Parla il nuovo presidente Capasso: «Voglio risolvere i contenziosi, anche economici, tra i due enti»
CHIETI. «Un agosto di lavoro, per recuperare il tempo perduto», è quello che attende il professor Luigi Capasso, neo presidente della Fondazione d'Annunzio. È lui stesso a dirlo, iniziando l'intervista: «Sacrificio necessario», spiega infatti, «perché per troppo tempo la Fondazione è rimasta abbandonata, con una governance assente, sfumata, o addirittura ostile alla università di cui è propagazione.

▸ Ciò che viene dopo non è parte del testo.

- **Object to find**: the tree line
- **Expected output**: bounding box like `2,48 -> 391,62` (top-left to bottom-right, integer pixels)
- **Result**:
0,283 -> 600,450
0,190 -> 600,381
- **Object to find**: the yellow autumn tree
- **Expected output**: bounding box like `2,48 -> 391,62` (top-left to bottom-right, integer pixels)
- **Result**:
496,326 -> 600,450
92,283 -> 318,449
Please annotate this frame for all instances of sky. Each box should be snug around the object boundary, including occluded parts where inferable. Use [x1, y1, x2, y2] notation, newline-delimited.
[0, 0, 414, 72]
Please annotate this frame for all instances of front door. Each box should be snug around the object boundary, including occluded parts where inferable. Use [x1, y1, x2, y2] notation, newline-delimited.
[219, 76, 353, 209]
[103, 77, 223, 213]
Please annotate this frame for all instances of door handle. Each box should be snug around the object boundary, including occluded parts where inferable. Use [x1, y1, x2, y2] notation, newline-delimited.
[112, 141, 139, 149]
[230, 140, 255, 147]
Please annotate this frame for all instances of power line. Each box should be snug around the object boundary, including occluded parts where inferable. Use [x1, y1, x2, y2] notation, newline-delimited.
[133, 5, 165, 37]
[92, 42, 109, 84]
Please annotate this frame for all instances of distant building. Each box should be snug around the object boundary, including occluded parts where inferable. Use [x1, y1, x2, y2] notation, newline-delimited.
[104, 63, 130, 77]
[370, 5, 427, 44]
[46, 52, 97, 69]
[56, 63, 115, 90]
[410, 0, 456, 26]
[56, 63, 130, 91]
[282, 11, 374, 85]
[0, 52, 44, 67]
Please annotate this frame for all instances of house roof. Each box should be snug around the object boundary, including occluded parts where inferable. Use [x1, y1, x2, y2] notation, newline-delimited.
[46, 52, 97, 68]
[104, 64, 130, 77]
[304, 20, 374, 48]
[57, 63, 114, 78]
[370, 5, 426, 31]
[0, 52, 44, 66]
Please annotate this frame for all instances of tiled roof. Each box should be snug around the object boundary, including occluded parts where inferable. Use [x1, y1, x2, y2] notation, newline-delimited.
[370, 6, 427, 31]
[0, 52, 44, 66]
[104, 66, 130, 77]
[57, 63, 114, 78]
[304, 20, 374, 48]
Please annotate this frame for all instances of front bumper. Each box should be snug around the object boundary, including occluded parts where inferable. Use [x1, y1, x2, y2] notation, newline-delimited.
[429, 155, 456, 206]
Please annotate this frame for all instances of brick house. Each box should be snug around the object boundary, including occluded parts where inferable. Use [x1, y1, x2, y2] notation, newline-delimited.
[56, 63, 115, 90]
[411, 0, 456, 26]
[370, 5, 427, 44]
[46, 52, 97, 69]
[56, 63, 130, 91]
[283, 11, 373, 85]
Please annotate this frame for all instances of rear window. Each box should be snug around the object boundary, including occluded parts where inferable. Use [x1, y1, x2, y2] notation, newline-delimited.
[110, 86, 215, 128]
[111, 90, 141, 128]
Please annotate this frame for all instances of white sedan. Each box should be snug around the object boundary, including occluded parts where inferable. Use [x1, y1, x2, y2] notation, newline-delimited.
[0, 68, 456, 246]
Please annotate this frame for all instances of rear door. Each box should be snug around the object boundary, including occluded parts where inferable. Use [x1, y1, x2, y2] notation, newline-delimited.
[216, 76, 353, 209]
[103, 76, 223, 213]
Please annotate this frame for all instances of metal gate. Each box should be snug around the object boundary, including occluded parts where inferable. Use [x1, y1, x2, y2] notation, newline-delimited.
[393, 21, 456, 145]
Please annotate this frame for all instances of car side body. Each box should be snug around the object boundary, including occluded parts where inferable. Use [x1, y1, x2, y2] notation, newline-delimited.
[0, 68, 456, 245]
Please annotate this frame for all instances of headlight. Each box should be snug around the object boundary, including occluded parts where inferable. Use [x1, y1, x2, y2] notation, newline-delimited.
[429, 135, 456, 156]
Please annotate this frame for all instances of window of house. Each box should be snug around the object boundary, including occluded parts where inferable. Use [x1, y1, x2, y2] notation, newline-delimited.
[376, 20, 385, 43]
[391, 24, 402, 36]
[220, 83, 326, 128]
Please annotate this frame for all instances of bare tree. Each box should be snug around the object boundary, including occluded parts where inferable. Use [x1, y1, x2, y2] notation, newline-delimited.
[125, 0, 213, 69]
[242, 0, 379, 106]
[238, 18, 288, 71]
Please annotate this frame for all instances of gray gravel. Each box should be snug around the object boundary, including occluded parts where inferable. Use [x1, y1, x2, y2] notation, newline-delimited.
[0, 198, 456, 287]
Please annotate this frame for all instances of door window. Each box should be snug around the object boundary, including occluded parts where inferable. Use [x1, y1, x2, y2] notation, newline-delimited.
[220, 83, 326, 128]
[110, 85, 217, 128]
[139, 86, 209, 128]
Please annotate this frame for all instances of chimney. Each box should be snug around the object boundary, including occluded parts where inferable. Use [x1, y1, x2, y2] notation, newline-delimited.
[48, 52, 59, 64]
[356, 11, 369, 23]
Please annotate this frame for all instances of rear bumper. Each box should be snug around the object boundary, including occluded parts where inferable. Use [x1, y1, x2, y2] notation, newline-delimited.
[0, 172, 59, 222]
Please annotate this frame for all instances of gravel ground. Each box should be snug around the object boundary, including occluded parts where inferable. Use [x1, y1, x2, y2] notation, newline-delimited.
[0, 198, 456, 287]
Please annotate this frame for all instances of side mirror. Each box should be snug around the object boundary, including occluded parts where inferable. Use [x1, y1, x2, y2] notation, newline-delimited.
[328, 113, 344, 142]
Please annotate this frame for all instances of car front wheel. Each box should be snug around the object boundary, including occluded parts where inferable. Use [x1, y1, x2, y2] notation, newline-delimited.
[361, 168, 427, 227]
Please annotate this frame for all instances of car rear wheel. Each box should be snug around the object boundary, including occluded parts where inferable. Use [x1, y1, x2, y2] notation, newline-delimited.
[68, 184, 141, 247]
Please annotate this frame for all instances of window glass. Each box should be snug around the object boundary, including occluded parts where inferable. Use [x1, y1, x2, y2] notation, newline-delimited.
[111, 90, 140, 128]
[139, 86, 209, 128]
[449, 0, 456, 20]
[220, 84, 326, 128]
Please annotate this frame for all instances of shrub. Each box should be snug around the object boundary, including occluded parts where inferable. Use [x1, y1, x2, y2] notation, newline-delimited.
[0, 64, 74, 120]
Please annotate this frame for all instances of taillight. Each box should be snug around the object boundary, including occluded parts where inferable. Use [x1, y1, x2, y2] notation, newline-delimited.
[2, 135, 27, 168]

Inconcepibile che ci siano addirittura dei contenziosi tra le due parti». Rimetterà insieme i cocci? «I problemi non mancano, ma c'è anche una grande opportunità che il rettore Sergio Caputi ha voluto offrirmi con la nomina: quella di ritrovare e rendere funzionante l'unità tra ateneo e fondazione, attraverso una convergenza di programmi e strategie operative. Una sintonia venuta meno negli ultimi anni. Molte università italiane hanno fondazioni, che sono di servizio all'ateneo. La parola servizio la intendo come un forte impegno che deve essere onorato per potenziare la nostra università e per far ricevere benefici anche alla fondazione: questo deve essere il risultato di una sintonia assolutamente da ritrovare». Occorrerà fare un taglio netto al recente passato? «Non ci sono tagli da fare, semmai qualche ricucitura di strappi che ci sono stati. Inutile però continuare a generare contrasti e polemiche, meno che meno farlo sulla base di personalismi o risentimenti: il passato certo conta, ma è il futuro che ora bisogna programmare. Semmai quanto accaduto serve ad indicare meglio le strade da percorrere. In quel passato che lei dice ci sono stati tanti fatti che hanno originato anche inchieste giudiziarie che devono avere il loro corso, ma restano cose ormai lontane dalla gestione delle due istituzioni». Torniamo al rapporto da recuperare con l'ateneo, come pensa di farlo? «Non c'è altro da fare che rimettere le cose sui giusti binari. Cosa voglio dire? Semplicemente ricordare che le fondazioni universitarie sono al servizio degli atenei a cui fanno riferimento. Un servizio che sarà nostro impegno esplicitare con atti concreti, per rispettare quello che è il nostro ruolo. Una convergenza piena sui programmi e sugli obiettivi da raggiungere, mettendo fine a quelle situazioni di contrasto che sono esistite negli ultimi anni e che hanno quantomeno rallentato l'azione sia dell’Università che della Fondazione. Ecco, l'impegno dovrà essere quello di riprendere a camminare insieme, e magari anche a correre per raggiungere prima i traguardi posti». (gi.di.ti.)